Elle le hait, elle le lui
dit, mais on sait ce que cela veut dire : « Vous savez bien que quand je
vous
hais, c’est que je vous aime à un degré de passion qui
égare ma raison. »
Sa vie se passe ainsi à aimer, à haïr, à
défaillir, à renaître, à mourir, c’est-à-dire à aimer toujours. Tout finit
chaque fois par un pardon, par un raccommodement, par une étreinte plus
violente. M. de Guibert pense à sa fortune et à son établissement ; elle s’en
occupe pour lui. Oui, elle s’occupe de le marier. Quand il se marie (car il a le
front de se marier au plus fort de cette passion), elle s’y intéresse ; elle
loue sa jeune femme qu’elle rencontre : hélas ! c’est peut-être à cette louange
généreuse que nous devons la conservation des Lettres, que
tout d’ailleurs, entre de telles mains rivales, semblait devoir anéantir. On
croirait que ce mariage de M. de Guibert va tout rompre ; la noble insensée le
croit d’abord elle-même ; mais erreur ! la passion se rit de ces impossibilités
sociales et de ces barrières. Elle continue donc, malgré tout, à aimer
M. de Guibert, sans plus rien lui demander que de se laisser aimer. Après bien
des luttes, tout est revenu le dernier jour, comme s’il n’y avait rien eu de
brisé entre eux. Aussi bien, elle se sent mourir ; elle redouble l’usage de
l’opium. Elle ne veut plus que vivre au jour le jour, sans avenir : la passion
a-t-elle donc de l’avenir ? « Je ne me sens le besoin d’être aimée
qu’aujourd’hui ; rayons de notre dictionnaire les mots jamais,
toujours. »
Le second volume n’est plus qu’un cri aigu avec
de rares intermittences. On n’imagine pas quelles formes inépuisables elle sait
donner au même sentiment : le fleuve de feu déborde à chaque pas en sources
rejaillissantes. Résumons avec elle : « Tant de contradictions, tant de
mouvements contraires sont vrais et s’expliquent par ces trois mots : Je vous aime. »
Remarquez qu’à travers cette vie d’épuisement et de délire, Mlle de Lespinasse voit le monde ; elle reçoit ses
amis
tant qu’elle peut ; elle les étonne bien parfois avec ses variations d’humeur,
mais ils attribuent cette altération chez elle à ses regrets de l’absence, puis
de la mort de M. de Mora. « Ils me font l’honneur de croire que je suis
restée abîmée par la perte que j’ai faite. »
Ils l’en louent et l’en
admirent, ce qui redouble sa honte. Le pauvre d’Alembert, qui demeure sous le
même toit, essaie vainement de la consoler, de l’entretenir ; il ne peut
comprendre qu’elle le repousse par moments avec une sorte d’horreur.
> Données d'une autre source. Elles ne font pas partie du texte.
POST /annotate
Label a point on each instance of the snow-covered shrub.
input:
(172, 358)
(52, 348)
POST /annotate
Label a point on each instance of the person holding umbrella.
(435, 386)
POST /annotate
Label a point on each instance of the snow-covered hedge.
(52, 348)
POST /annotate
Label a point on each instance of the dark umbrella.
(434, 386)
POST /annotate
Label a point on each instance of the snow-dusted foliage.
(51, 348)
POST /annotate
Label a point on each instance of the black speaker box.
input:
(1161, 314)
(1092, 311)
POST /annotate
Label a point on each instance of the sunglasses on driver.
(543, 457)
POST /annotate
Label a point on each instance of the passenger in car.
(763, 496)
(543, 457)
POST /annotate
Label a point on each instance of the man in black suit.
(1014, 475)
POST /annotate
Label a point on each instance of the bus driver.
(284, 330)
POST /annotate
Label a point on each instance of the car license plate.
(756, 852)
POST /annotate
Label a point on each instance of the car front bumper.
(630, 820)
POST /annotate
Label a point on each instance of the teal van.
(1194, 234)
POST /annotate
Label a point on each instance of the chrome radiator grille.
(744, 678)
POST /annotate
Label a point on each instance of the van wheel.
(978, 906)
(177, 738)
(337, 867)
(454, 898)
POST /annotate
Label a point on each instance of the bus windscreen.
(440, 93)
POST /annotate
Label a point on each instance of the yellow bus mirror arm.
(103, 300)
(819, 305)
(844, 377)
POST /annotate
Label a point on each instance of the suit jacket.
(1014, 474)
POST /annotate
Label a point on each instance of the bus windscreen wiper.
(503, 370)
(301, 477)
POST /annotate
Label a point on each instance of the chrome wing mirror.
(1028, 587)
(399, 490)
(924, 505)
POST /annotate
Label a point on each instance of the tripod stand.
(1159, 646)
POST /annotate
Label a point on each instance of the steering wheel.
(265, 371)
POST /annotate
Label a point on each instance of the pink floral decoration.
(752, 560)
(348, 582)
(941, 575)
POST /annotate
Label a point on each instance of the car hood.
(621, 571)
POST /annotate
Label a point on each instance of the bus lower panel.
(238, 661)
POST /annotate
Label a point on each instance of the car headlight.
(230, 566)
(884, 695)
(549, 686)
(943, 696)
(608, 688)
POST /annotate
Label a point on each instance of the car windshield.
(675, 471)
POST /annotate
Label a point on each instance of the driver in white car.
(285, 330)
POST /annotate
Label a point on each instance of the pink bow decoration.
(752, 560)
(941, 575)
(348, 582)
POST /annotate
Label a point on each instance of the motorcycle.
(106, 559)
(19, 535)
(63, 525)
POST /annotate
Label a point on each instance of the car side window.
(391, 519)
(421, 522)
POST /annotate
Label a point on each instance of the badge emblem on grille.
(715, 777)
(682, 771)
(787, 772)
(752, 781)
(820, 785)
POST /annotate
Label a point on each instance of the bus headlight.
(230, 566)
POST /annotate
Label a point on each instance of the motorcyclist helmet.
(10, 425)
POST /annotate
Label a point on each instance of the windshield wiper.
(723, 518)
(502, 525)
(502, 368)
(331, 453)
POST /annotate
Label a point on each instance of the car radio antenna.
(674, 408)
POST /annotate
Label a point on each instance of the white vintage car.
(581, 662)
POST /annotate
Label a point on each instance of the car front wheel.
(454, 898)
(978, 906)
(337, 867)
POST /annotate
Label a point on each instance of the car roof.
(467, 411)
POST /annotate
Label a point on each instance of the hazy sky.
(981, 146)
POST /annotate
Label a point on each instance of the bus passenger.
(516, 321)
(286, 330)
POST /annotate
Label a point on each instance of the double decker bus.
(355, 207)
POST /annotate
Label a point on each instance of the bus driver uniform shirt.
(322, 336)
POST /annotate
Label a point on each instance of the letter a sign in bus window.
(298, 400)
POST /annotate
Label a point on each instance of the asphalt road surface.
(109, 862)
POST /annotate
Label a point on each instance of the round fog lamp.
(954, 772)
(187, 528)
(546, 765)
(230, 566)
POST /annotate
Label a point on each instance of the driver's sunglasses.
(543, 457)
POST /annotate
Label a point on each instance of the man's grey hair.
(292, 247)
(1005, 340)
Hélas !
c’était l’horreur qu’elle avait de sa propre dissimulation avec un tel ami.
Cette longue agonie eut son terme. Mlle de Lespinasse expira
le 23 mai 1776, à l’âge de quarante-trois ans et demi. Sa passion pour
M. de Guibert durait depuis plus de trois ans.
Au milieu de cette passion qui dévore et qui semble ne souffrir rien d’étranger,
ne croyez pas que la correspondance ne laisse point voir l’esprit charmant qui
s’unissait à ce noble cœur. Que de moqueries fines en passant sur le bon Condorcet, sur le chevalier de Chastellux, sur Chamfort,
sur les personnes de la société ! que de grâce ! Les sentiments élevés,
généreux, le patriotisme et la virilité des vues, se révèlent aussi en plus d’un
endroit, et nous font apprécier la digne amie de Turgot et de Malesherbes. Quand
elle cause avec lord Shelburne, elle sent tout ce qu’il y a de grand et de
vivifiant pour la pensée à être né sous un gouvernement libre : « Comment
n’être pas désolé d’être né dans un gouvernement comme celui-ci ? Pour moi,
faible et malheureuse créature que je suis, si j’avais à renaître,
j’aimerais mieux être le dernier membre de la Chambre des communes que
d’être même le roi de Prusse. »
Si peu disposée qu’elle soit à bien
augurer en rien de l’avenir, elle a un moment de transport et d’espoir quand
elle voit ses amis devenus
ministres, et qui mettent courageusement
la main à l’œuvre de la régénération publique. Mais, même alors, qu’est-ce donc
qui l’occupe le plus ? Elle se fait apporter les lettres qui lui viennent de
M. de Guibert, partout où elle est, chez Mme Geoffrin, chez
M. Turgot lui-même, à table, pendant le dîner. — « Que lisez-vous donc
ainsi ? lui demandait une voisine, la curieuse Mme de
Boufflers. C’est sans doute quelque mémoire pour M. Turgot ? » — « Eh ! oui,
justement, madame, c’est un mémoire que j’ai à lui remettre tout à l’heure,
et je veux le lire avant de le lui donner. »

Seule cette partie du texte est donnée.